Head of the Federal Agency for Youth Affairs
- Incumbent
- Assumed office 14 September 2024
- President: Vladimir Putin
- Prime Minister: Mikhail Mishustin
- Preceded by: Ksenia Razuvaeva Denis Ashirov (acting)

Chairman of the Board of the Russian Movement of Children and Youth
- In office 13 December 2022 – 14 August 2024
- Preceded by: position established
- Succeeded by: Artur Orlov

Deputy minister of Science and Higher Education of the Russian Federation
- In office 17 August 2021 – 13 December 2022
- Minister: Valery Falkov

Deputy head of the Federal Agency for Youth Affairs
- In office 19 May 2020 – 17 August 2021
- Head of the Agency: Alexander Bugaev Ksenia Razuvaeva
- Succeeded by: Denis Ashirov

Personal details
- Born: 31 October 1985 (age 40) Stavropol, Stavropol Kray, Russia
- Party: Movement of the First (from 2022)
- Alma mater: North-Caucasus Federal University Diplomatic Academy of the Ministry of Foreign Affairs of the Russian Federation North Caucasus Humanitarian Institute
- Profession: lawyer, economist

= Grigory Gurov =

Grigory Alexandrovich Gurov is a Russian government official. He is the Head of the Federal Agency for Youth Affairs, assuming the office on 14 September 2024. He is a member of the Coordinating Council of the Russian movement of children and youth.

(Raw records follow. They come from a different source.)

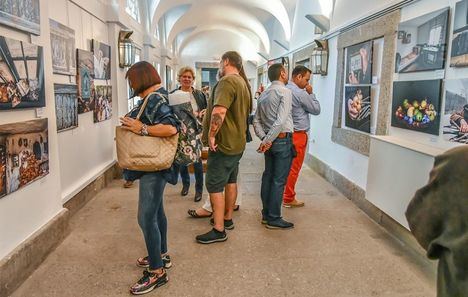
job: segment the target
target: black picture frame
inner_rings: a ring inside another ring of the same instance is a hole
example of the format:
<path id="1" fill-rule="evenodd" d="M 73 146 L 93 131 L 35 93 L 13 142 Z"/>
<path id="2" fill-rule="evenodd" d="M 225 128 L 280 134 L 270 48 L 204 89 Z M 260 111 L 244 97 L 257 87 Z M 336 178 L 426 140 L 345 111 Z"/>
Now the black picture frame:
<path id="1" fill-rule="evenodd" d="M 372 57 L 374 42 L 368 40 L 346 48 L 346 84 L 372 83 Z"/>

He is a Chairman of the Board of the Russian Movement of Children and Youth (2022–2024).

== Biography ==
Gurov was born on October 31, 1985, in Stavropol, Stavropol Kray.

In 2006, he graduated from the Economics Department of the North Caucasus Institute of Humanities and Technology (Stavropol), and in 2019, he completed a master's degree in law at the Diplomatic Academy of the Ministry of Foreign Affairs of Russia (Moscow). Candidate of еconomic sciences.

In 2010, at Stavropol State University (now part of the North Caucasus Federal University), he defended his dissertation on «Improving methods of financing innovative projects: based on alternative energy».

In 2006-2007 Grigory Gurov was the chairman of the Youth Chamber at the Duma of the city of Stavropol.

In 2007–2008, he was a specialist in youth work at the Youth Initiatives center «Tramplin» city Stavropol.

In 2008–2010, he was Chairman of the Youth Parliament at the Duma of the Stavropol Kray.

In 2010–2016, he worked in the Department of Internal Policy of the Office of the Plenipotentiary Representative of the President of the Russian Federation in the North Caucasus Federal District.

In 2017, he was deputy director of the Russian Center for the Promotion of Youth Entrepreneurship in Moscow.

In 2017 Grigory Gurov joined the Federal Agency for Youth Affairs (Rosmolodezh), where he served as an adviser to the head of the department, then as the head of one of the departments.

From May 19, 2020, to August 17, 2021 - Deputy Head of Federal Agency for Youth Affairs, responsible for digital transformation issues. The department was headed by Alexander Bugaev until May 2021, then by Ksenia Razuvaeva.

From August 17, 2021, to December 13, 2022 - Deputy Minister of Science and Higher Education of the Russian Federation Valeria Falkova.

From December 13, 2022, to September 14, 2024 - Chairman of the Board of the Russian Movement of Children and Youth.

Associate Professor of the Department of State and Municipal Management at the State University of Management (Moscow).

Since September 14, 2024 - Head of the Federal Agency for Youth Affairs.

=== Awards ===
He was awarded the Order of Honor (2024), the medal of the Order of Merit for the Fatherland, II degree (2020). He was awarded the gratitude of the President of the Russian Federation (2019).